Project #4: Intelligent Scissors

Overview

In this project, you will implement the on-the-fly, single goal variant of Dijkstra’s algorithm for finding the best path between each pair of given selection points along the boundary of an image.

Objectives

Apply a variant of Dijkstra’s algorithm to a real-world problem.
Solve a non-trivial image processing problem.
Mature as problem-solvers.
Understand the importance of choosing data structures wisely in order to achieve good performance.
Compare a naive greedy “Simple Scissors” algorithm with the Dijkstra’s-based “Intelligent Scissors” algorithm.

Code Distribution

http://faculty.cs.byu.edu/~ringger/cs312/projects/Project4-IntelligentScissors-VS2008.zip

Background

As originally defined by Mortensen and Barrett of BYU (1), “Intelligent Scissors” is an interactive image segmentation technique that uses the on-the-fly, single-goal variant Dijkstra’s algorithm to find minimal cost segmentation (or boundary) paths in an image. An interactive implementation of the intelligent scissors algorithm would work as follows:

The user clicks on a “selection point” (also referred to as “segmentation point”) somewhere along the desired image boundary.
On-the-fly, single-goal Dijkstra’s algorithm is used to find a minimal cost path from the selection point to every other pixel in the image. The paths are cached so that:
As the user moves the cursor to a location further along the boundary, the minimum cost path back to the selection point is displayed.
The user clicks on the image boundary again to place another selection point, and the minimum cost path back to the selection point is added to the segmentation boundary.
Steps 2 through 4 are repeated using the new selection point until the path reaches the original selection point, making a closed boundary.

Intelligent Scissors works well in practice and is now the basis of a number of segmentation algorithms in commercial image editing software.

For this assignment, you will be programming both a “Simple Scissors” algorithm and an “Intelligent Scissors” using the on-the-fly, single-goal variant of Dijkstra’s algorithm.

“Simple Scissors”

The Simple Scissors algorithm does not use Dijkstra’s algorithm. Instead, at each vertex (pixel, point, node) along the path, this algorithm simply chooses the edge to the neighboring pixel in a greedy fashion until the goal is reached or the path cannot continue. The next pixel is chosen by selecting the immediate neighbor with the smallest weight that has not been previously visited. When two or more directions have equal weight, ties should be broken as follows: Prefer pixels in clockwise order, starting with the pixel to the north (upwards in the image; lower y-coordinate). If there is no unvisited neighbor (i.e., all four neighbors have been previously visited), then the path necessarily ends in a dead end.

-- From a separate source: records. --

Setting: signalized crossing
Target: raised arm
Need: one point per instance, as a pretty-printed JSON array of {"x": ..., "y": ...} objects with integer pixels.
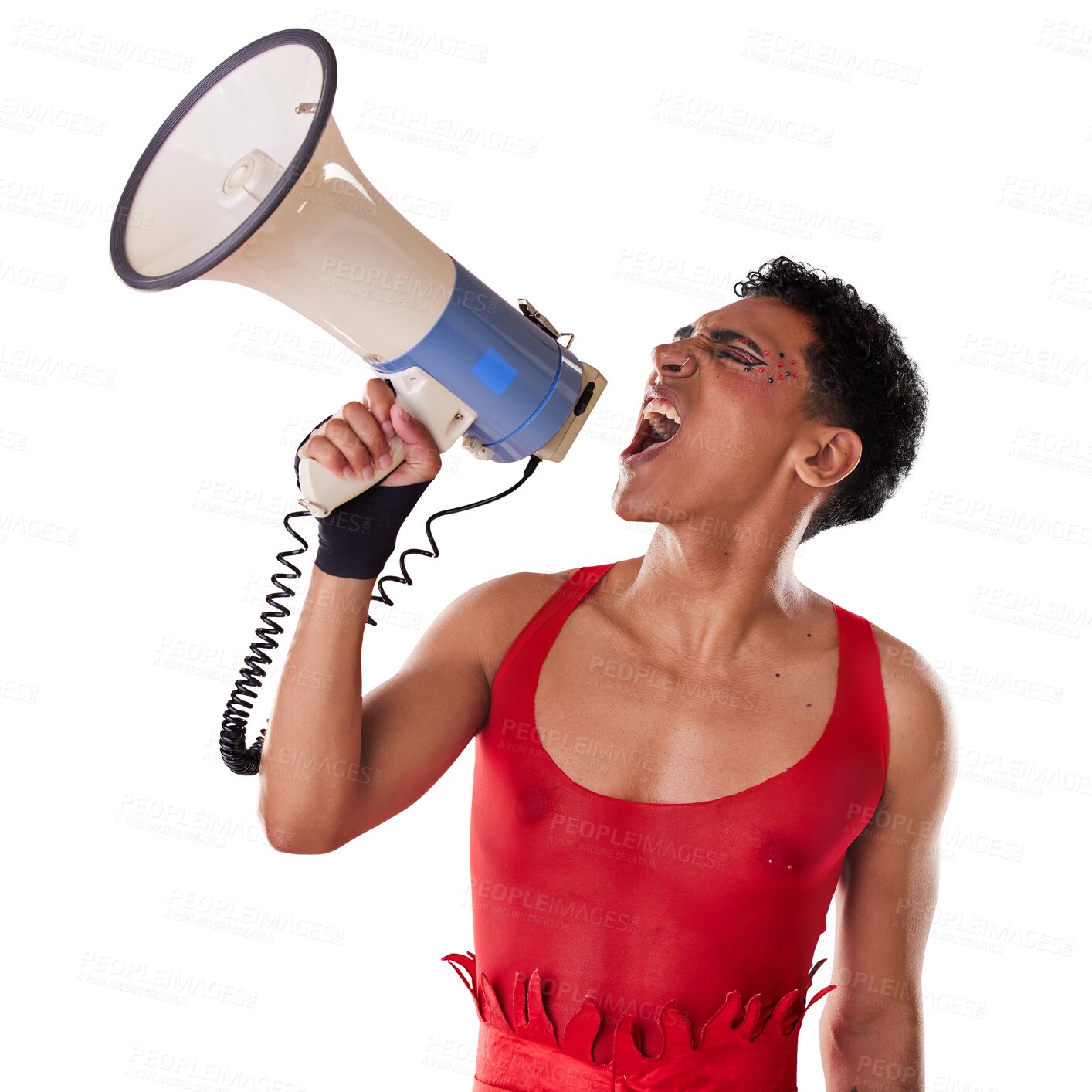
[
  {"x": 872, "y": 1028},
  {"x": 344, "y": 764}
]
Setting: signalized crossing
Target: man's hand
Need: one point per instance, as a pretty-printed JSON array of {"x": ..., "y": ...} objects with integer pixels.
[{"x": 354, "y": 443}]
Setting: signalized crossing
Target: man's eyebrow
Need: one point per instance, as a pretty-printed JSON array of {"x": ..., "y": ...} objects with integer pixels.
[{"x": 722, "y": 337}]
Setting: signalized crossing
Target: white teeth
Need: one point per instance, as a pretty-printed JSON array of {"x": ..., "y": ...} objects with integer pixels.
[{"x": 659, "y": 405}]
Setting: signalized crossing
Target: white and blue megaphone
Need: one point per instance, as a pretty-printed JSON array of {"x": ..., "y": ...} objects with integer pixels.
[{"x": 249, "y": 181}]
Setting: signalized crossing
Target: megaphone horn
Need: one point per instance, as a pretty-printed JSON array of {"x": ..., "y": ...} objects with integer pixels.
[{"x": 249, "y": 181}]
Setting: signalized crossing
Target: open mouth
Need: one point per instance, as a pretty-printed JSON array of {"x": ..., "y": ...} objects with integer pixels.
[{"x": 659, "y": 424}]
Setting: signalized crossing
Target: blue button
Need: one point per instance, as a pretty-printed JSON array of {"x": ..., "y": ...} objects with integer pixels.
[{"x": 493, "y": 371}]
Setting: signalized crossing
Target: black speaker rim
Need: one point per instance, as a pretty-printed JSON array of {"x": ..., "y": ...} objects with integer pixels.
[{"x": 271, "y": 201}]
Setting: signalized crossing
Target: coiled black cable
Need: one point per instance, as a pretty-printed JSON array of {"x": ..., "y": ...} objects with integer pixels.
[{"x": 237, "y": 756}]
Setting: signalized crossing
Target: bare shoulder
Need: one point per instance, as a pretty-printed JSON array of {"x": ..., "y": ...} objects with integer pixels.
[
  {"x": 921, "y": 719},
  {"x": 496, "y": 611}
]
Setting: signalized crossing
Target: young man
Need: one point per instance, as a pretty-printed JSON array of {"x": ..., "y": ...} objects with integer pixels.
[{"x": 673, "y": 782}]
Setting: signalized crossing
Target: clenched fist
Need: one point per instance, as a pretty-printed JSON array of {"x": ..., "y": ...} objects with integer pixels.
[{"x": 355, "y": 443}]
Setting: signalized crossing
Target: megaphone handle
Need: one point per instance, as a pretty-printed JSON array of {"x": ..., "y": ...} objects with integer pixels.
[{"x": 324, "y": 490}]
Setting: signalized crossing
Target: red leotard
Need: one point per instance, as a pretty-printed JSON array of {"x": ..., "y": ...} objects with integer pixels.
[{"x": 686, "y": 931}]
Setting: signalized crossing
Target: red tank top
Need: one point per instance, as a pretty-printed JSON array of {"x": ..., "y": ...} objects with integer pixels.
[{"x": 640, "y": 946}]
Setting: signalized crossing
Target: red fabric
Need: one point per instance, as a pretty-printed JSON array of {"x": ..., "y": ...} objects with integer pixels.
[{"x": 688, "y": 930}]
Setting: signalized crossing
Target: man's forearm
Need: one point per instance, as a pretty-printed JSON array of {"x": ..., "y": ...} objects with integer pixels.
[
  {"x": 310, "y": 758},
  {"x": 883, "y": 1055}
]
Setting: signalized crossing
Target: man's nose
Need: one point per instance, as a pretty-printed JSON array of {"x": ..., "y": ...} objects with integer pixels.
[{"x": 674, "y": 358}]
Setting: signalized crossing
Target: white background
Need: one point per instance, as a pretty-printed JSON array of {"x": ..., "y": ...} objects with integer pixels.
[{"x": 622, "y": 168}]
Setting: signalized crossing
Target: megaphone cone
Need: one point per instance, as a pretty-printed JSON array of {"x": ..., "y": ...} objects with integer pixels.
[{"x": 249, "y": 181}]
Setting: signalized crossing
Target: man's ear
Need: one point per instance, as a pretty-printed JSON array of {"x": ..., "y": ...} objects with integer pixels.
[{"x": 835, "y": 453}]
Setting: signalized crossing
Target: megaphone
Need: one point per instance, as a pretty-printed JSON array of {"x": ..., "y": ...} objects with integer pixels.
[{"x": 249, "y": 181}]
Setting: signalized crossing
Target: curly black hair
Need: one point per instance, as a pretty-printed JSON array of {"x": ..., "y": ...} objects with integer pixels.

For example, the Simple Scissors algorithm in Figure 1 has become stuck in a dead end on the cheek-bone. When the path ends in this manner, the algorithm should draw up to the dead end, reset its state, and continue searching at the next segmentation point. Simple Scissors is a very greedy algorithm, and it's not very intelligent! As you can see, Simple Scissors will not always work properly due to its unintelligent “greedy” nature.

400px-intelligentscissors1.png

“Intelligent Scissors” Using On-the-Fly, Single-Goal Dijkstra’s Algorithm

The Intelligent Scissors algorithm uses the on-the-fly, single-goal version of Dijkstra’s algorithm to find the optimal (least-cost) paths between selection points in a given image. After completing a path between a pair of adjacent selection points, the algorithm should reset the dist() values on the image graph and continue searching from the next segmentation point.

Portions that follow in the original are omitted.